If if you wish to contribute, I'd appreciate it, but all I really want is to get the word out! :smile:


From the site: 
(For those of you who are allergic to URLs ;P)

*In Brief*

I'm Matthew Mooneyham. I've been doing Mobile Development for almost 2 years now. I am currently an Undergraduate at the University of New Mexico majoring in computer science and I am part of 2 start-ups which both revolve around Mobile Development. One of the two is MorHam Technologies, LLC which does Mobile Development on a commission basis. I am also the Founder and Co-Owner of MorHam. 
I've been thinking about doing an application for the Furry Fandom for around 6 months now. This is for several reasons including:




There is a high demand for an application to share media within the fandom.
Accessing current online equivalent services on mobile devices is inconvenient and not intuitive.
Artists have it tough. Managing payments, queues, and other items is currently a tedious process.


With this application, not only will the fandom have a brand new method of sharing and communication never-before-seen, but artists will be given an array of new tools and utilities to streamline their creative process. 
User features include:




Easy-to-use interface
A UI built from the ground up
1080p graphics on supporting devices
in-app messaging
Custom notifications
Easy access to VIEW Artwork, Writing, Music, and Videos.
Easy access to POST Artwork, Writing, Music, and Videos while citing the original artist.
Get Commission status updates from artists.
and More!


Artist features include: 





All the User Features Plus...
Queue management
Payment Management
Easy Advertising
Commission status management (Open or Closed)
Commission guidelines management
Commission status updating (Alerting user to their commission status)
Send content to subscribers
Sell Art, Writing, Music, etc.
Post Flash-Sales
And More!





Want to know what is even better? Furry Fandom will be...

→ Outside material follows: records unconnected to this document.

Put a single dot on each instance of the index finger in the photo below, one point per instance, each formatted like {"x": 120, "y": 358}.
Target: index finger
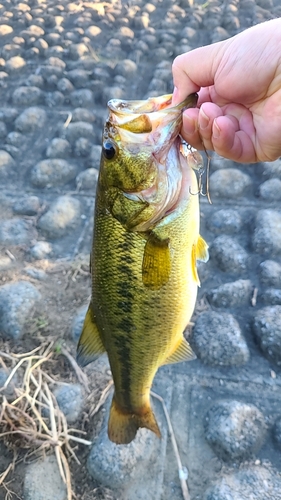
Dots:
{"x": 195, "y": 69}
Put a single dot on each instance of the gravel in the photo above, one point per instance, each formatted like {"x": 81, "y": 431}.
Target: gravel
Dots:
{"x": 267, "y": 234}
{"x": 249, "y": 483}
{"x": 27, "y": 206}
{"x": 62, "y": 216}
{"x": 270, "y": 190}
{"x": 234, "y": 430}
{"x": 87, "y": 180}
{"x": 229, "y": 183}
{"x": 30, "y": 120}
{"x": 17, "y": 301}
{"x": 58, "y": 148}
{"x": 41, "y": 250}
{"x": 229, "y": 255}
{"x": 119, "y": 465}
{"x": 70, "y": 399}
{"x": 53, "y": 172}
{"x": 227, "y": 221}
{"x": 270, "y": 273}
{"x": 267, "y": 329}
{"x": 217, "y": 340}
{"x": 234, "y": 294}
{"x": 43, "y": 481}
{"x": 16, "y": 232}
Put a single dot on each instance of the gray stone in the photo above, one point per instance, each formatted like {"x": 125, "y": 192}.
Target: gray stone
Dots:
{"x": 5, "y": 263}
{"x": 62, "y": 217}
{"x": 270, "y": 190}
{"x": 229, "y": 255}
{"x": 43, "y": 481}
{"x": 17, "y": 301}
{"x": 277, "y": 433}
{"x": 82, "y": 147}
{"x": 272, "y": 169}
{"x": 226, "y": 221}
{"x": 79, "y": 129}
{"x": 251, "y": 483}
{"x": 3, "y": 130}
{"x": 6, "y": 162}
{"x": 30, "y": 120}
{"x": 217, "y": 340}
{"x": 267, "y": 328}
{"x": 65, "y": 86}
{"x": 83, "y": 115}
{"x": 271, "y": 297}
{"x": 15, "y": 63}
{"x": 41, "y": 250}
{"x": 27, "y": 96}
{"x": 79, "y": 77}
{"x": 82, "y": 98}
{"x": 95, "y": 156}
{"x": 118, "y": 465}
{"x": 126, "y": 68}
{"x": 58, "y": 148}
{"x": 229, "y": 183}
{"x": 219, "y": 34}
{"x": 16, "y": 232}
{"x": 15, "y": 139}
{"x": 234, "y": 430}
{"x": 70, "y": 400}
{"x": 27, "y": 206}
{"x": 53, "y": 172}
{"x": 267, "y": 234}
{"x": 54, "y": 99}
{"x": 8, "y": 115}
{"x": 87, "y": 180}
{"x": 77, "y": 323}
{"x": 37, "y": 274}
{"x": 270, "y": 273}
{"x": 5, "y": 29}
{"x": 234, "y": 294}
{"x": 77, "y": 50}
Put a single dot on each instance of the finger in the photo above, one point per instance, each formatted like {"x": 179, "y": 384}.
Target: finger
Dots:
{"x": 231, "y": 143}
{"x": 195, "y": 69}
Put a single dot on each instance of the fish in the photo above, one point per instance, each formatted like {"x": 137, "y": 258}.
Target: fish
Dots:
{"x": 143, "y": 261}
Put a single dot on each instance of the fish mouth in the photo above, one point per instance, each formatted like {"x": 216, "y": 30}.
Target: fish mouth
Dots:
{"x": 156, "y": 124}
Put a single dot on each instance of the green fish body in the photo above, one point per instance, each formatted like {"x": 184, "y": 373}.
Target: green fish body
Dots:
{"x": 143, "y": 262}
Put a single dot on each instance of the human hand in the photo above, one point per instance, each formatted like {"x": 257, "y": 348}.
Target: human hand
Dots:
{"x": 239, "y": 86}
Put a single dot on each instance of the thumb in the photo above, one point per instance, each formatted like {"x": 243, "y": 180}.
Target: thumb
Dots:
{"x": 195, "y": 69}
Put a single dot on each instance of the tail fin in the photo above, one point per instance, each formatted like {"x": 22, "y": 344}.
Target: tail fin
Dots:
{"x": 122, "y": 427}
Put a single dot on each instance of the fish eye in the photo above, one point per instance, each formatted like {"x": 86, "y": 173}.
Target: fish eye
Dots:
{"x": 109, "y": 150}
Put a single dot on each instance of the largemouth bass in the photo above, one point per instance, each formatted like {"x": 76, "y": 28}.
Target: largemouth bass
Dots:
{"x": 143, "y": 261}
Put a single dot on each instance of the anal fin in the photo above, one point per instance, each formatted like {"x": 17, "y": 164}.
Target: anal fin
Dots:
{"x": 123, "y": 426}
{"x": 156, "y": 264}
{"x": 182, "y": 353}
{"x": 202, "y": 252}
{"x": 90, "y": 345}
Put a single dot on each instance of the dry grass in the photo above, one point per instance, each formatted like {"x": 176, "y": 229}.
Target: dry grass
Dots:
{"x": 33, "y": 420}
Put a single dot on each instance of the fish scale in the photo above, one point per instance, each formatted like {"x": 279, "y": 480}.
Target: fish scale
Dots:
{"x": 144, "y": 287}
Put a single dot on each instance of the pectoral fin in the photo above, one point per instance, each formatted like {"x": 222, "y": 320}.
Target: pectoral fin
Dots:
{"x": 202, "y": 252}
{"x": 156, "y": 264}
{"x": 182, "y": 353}
{"x": 90, "y": 345}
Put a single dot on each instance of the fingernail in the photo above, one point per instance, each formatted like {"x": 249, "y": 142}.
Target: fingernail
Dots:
{"x": 216, "y": 130}
{"x": 188, "y": 125}
{"x": 175, "y": 95}
{"x": 204, "y": 120}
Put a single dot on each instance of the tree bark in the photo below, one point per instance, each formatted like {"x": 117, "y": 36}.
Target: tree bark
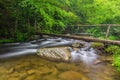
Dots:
{"x": 89, "y": 39}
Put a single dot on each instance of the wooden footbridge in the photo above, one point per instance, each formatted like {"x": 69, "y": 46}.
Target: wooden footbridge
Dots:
{"x": 87, "y": 38}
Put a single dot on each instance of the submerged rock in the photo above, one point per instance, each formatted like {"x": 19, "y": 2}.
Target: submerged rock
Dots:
{"x": 60, "y": 53}
{"x": 72, "y": 75}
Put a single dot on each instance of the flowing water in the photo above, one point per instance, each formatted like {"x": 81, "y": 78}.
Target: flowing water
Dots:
{"x": 18, "y": 61}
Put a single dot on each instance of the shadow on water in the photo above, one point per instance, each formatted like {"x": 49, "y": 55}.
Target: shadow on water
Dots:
{"x": 18, "y": 61}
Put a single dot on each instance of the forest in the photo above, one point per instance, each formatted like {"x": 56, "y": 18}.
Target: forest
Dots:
{"x": 21, "y": 19}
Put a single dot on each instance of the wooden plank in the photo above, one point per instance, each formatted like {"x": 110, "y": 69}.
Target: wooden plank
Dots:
{"x": 89, "y": 39}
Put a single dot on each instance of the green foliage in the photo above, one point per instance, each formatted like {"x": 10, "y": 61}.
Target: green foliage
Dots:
{"x": 116, "y": 55}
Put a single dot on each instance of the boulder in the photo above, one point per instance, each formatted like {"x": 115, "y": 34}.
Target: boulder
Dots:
{"x": 57, "y": 53}
{"x": 72, "y": 75}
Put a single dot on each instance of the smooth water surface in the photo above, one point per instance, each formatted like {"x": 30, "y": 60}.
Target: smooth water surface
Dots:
{"x": 18, "y": 61}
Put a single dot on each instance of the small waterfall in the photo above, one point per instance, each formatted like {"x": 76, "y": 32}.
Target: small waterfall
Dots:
{"x": 87, "y": 55}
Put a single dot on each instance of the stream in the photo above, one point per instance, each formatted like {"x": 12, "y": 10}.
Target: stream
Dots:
{"x": 19, "y": 61}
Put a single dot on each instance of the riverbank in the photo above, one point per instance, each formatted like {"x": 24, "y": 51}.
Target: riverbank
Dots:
{"x": 32, "y": 67}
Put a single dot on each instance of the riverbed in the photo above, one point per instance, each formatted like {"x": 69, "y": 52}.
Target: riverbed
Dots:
{"x": 20, "y": 62}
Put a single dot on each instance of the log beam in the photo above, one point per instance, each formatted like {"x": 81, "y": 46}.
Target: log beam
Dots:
{"x": 89, "y": 39}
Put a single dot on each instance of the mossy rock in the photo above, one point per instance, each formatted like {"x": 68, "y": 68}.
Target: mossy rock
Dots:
{"x": 97, "y": 45}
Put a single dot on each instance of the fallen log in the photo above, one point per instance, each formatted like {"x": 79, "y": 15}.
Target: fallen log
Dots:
{"x": 89, "y": 39}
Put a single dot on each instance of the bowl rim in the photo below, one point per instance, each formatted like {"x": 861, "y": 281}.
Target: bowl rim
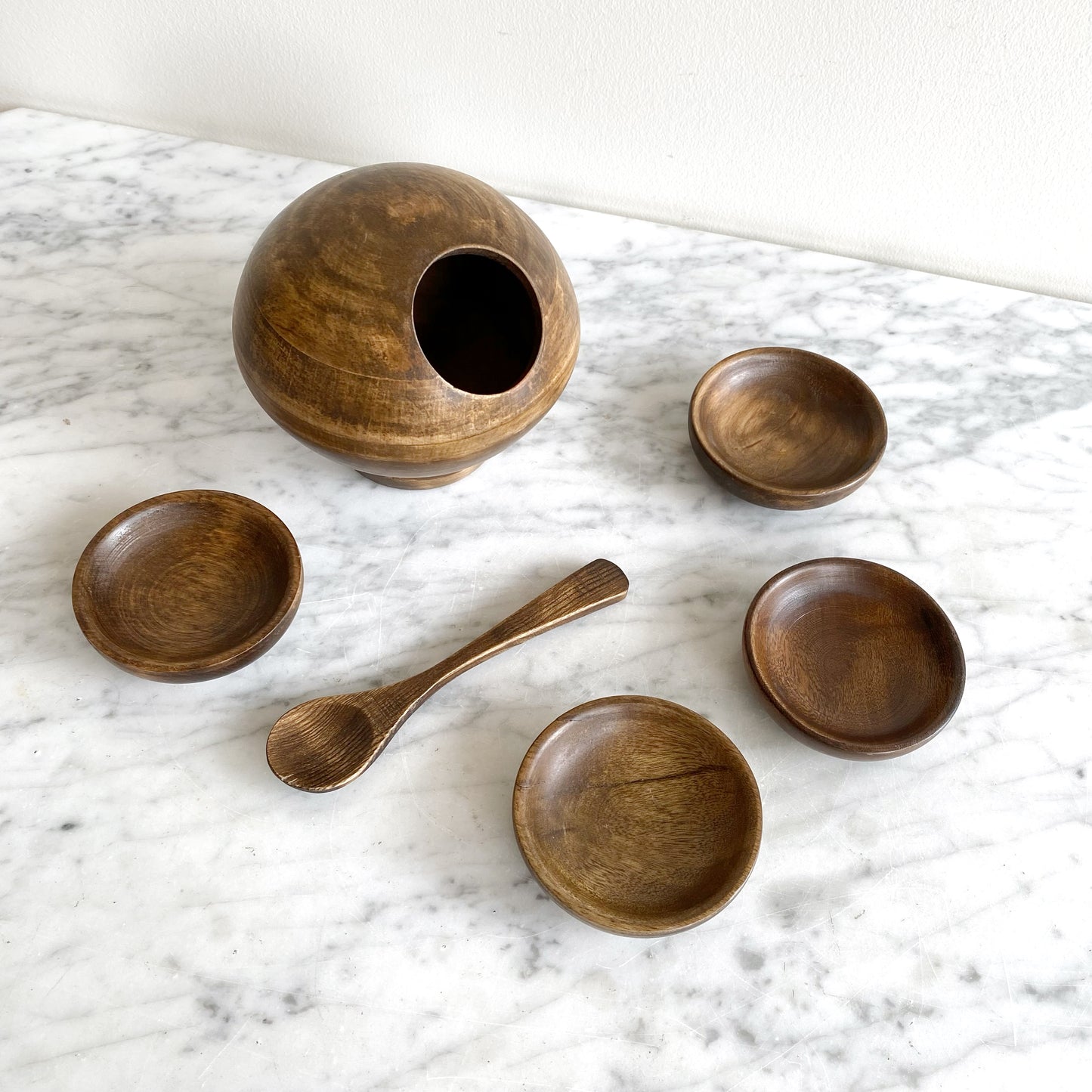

Published on both Android AND iOS!
FREE to download
FREE for Users
FREE of iAD and other annoying 3rd party advertisements





*What's Needed to Pull This Off*

*-SERVER [Parse] + [Azure]*
*Servers aren't free. I wish they were. *
*Estimated Monthly Server Costs:*




*25TB of storage - $50/mo*
*50 requests/second - $200/mo*
*100TB data transfer/mo - $10/mo*
*TOTAL ESTIMATE = $260+/mo*


*-LICENSES*




*Apple Developer - $100/yr*
*Corona Enterprise License - $1000/yr*


*-EQUIPTMENT*

*I currently own decent equipment. But some is out-dated and runs slow which will drastically increase development time. *
*I Currently Own: *




*iPad Mini*
*iPhone 6 Plus*
*iPhone 4*
*Mac Mini*


*In order to properly test, I need: *





*iPhone 5/5s*
*iPad Air*
*iPhone 6*
*Various-Sized Android devices*


*This is to ensure the Application looks as good on one device as it does an another. without thorough testing, one or more devices may have graphical issues not seen on other devices which could inhibit the application's functions.*

*Also, development on a Mac Mini is tedious at best. Running several high-profile applications simultaneously is next to impossible without experiencing heavy amounts of lag and software crashes. Either an iMac or a Mac Pro would be MUCH better alternatives. They are priced as follows:*




*iMac - $2500*
*Mac Pro - $4000*


*I would also eventually host my own server. If I receive enough of a backing to buy a physical server, I will, of course, do that and have it set-up by the launch date. But buying a server is VERY expensive. *


*Any remaining money will be split 80/20 into a fund for future server costs and personal compensation. *





*Cant Back the Campaign?*

*It's all good! Just spread the word! *


*LETS GET THIS THING GOING!! :smile:*


----------



## MAGIKzMushroom (Jan 10, 2015)

I'm sorry, but I don't think you are going to get enough money to start the app. I would donate myself but I'm pretty poor


----------